DÚVIDAS E ESPERANÇAS
A situação no Brasil é basicamente reflexo da situação do Dia internacional. Na Espanha pesa uma investigação sobre a falência da companhia. Há suspeitas de manipulação do mercado para despencar o valor das ações, o que teria favorecido o fundo LetterOne, hoje dono de 69% dos papéis. Há também investigação em torno das denúncias anônimas que iniciaram o procedimento criminal contra o empresário ligado ao fundo, Mikhail Fridman. Segundo o site La Información, a procuradoria anticorrupção da Espanha está pedindo ao Dia mais informações sobre os exercícios 2016 e 2017. E acionistas minoritários já alegaram que as demonstrações financeiras do exercício fiscal 2018 ocultam perda de 20% do valor contábil. O imbróglio, que afetou profundamente a operação, fez os resultados despencarem. Nos três primeiros trimestres deste ano o Dia internacional registrou queda nas vendas de 7,4%, com um resultado negativo de 504 milhões de euros. Mas a empresa, hoje sob a administração da L1 Retail, está confiante. Em novembro ampliou o capital em 605 milhões de euros, o que sinaliza apoio dos investidores. Para o atual CEO do grupo, Karl-Heinz Holland, “agora é hora de trabalho árduo e de conquista de um futuro bem-sucedido”.
PROMESSAS DO MAIOR ACIONISTA
Em entrevista ao jornal espanhol Cinco Dias, Mikhail Fridman, o empresário ligado ao fundo que comprou o Dia, revelou sua estratégia. Ele é dono do grupo X5 Retail, líder no varejo alimentar russo, com quase 16 mil lojas e faturamento de 21 milhões de euros por ano. Mais de 90% das lojas têm estratégia de proximidade, com foco em perecíveis frescos e conveniência, modelo bem próximo ao Dia. O grupo opera com várias bandeiras e tem investido pesado em novas tecnologias para atendimento ao consumidor, como personalização de cupons e ofertas. Já os lucros da empresa vêm sendo reinvestidos numa expansão agressiva – 2.000 novas lojas só neste ano. Segundo o jornal, Fridman pretende multiplicar as boas experiências da X5 na Espanha e também no Brasil, cujo mercado considera semelhante ao da Rússia.

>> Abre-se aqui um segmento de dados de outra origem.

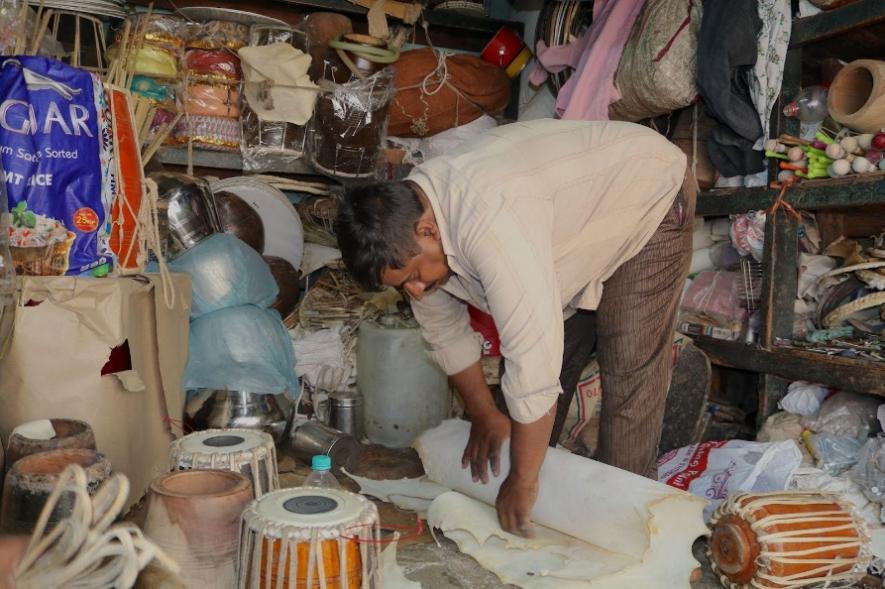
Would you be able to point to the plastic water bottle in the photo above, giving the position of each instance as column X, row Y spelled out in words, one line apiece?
column 321, row 473
column 810, row 106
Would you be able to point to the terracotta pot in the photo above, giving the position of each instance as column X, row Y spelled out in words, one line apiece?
column 69, row 434
column 856, row 97
column 31, row 480
column 322, row 27
column 239, row 219
column 194, row 516
column 288, row 279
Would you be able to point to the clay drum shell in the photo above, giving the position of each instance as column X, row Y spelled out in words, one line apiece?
column 195, row 517
column 32, row 479
column 69, row 434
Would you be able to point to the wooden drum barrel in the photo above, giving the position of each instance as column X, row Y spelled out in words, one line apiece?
column 788, row 539
column 325, row 538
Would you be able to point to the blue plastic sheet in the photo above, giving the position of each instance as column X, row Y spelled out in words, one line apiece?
column 243, row 349
column 225, row 272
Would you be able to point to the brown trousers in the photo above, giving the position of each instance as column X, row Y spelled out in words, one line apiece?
column 632, row 334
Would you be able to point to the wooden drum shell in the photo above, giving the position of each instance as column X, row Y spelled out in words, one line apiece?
column 777, row 540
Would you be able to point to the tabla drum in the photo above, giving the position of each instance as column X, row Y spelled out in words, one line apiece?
column 246, row 451
column 310, row 538
column 350, row 126
column 788, row 539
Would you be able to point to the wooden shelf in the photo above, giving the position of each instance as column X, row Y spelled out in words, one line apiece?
column 850, row 374
column 833, row 23
column 439, row 18
column 224, row 160
column 808, row 195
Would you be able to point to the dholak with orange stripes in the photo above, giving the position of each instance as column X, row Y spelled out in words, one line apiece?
column 310, row 538
column 788, row 540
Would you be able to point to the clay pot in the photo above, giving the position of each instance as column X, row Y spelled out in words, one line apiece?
column 240, row 220
column 69, row 434
column 287, row 278
column 194, row 516
column 856, row 97
column 322, row 27
column 31, row 480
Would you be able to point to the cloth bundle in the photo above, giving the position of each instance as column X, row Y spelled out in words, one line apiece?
column 435, row 92
column 656, row 74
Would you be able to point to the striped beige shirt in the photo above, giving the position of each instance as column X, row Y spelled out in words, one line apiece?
column 534, row 218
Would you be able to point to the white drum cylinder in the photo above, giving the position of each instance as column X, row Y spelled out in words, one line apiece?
column 247, row 451
column 310, row 538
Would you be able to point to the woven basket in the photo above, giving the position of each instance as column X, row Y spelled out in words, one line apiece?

OPERAÇÃO BRASIL: VENDE OU NÃO VENDE?
Alguns entrevistados acreditam que a bandeira está sendo recuperada para ser colocada à venda. Porém um analista do mercado não enxerga essa possibilidade. “Os investimentos serão usados para arrumar as operações na Argentina, Portugal e na própria Espanha, todas com problemas, mas o foco deverá ser o Brasil,” afirma. “O mercado é enorme, e a companhia enxerga potencial para mais 4000 lojas no País”, diz.
SIM ÀS FRANQUIAS
Embora tenha cancelado franquias deficitárias e com má administração, a rede preserva o modelo e não deve mudar essa iniciativa. Um ex-funcionário diz que a maioria dos franqueados é muito qualificada, inclusive com ex-executivos de grandes grupos do varejo. “Com a antiga liderança, o processo quase ruiu — alguns franqueados fizeram acusações graves —, mas a relação está se normalizando”, testemunha um franqueado.”Voltamos a frequentar o escritório, a debater sortimento e processos de logística. Temos importância para o negócio”, afirma. Para entrar no Dia, os empresários precisam comprovar boas condições financeiras, inclusive capacidade para sustentar o fluxo de caixa.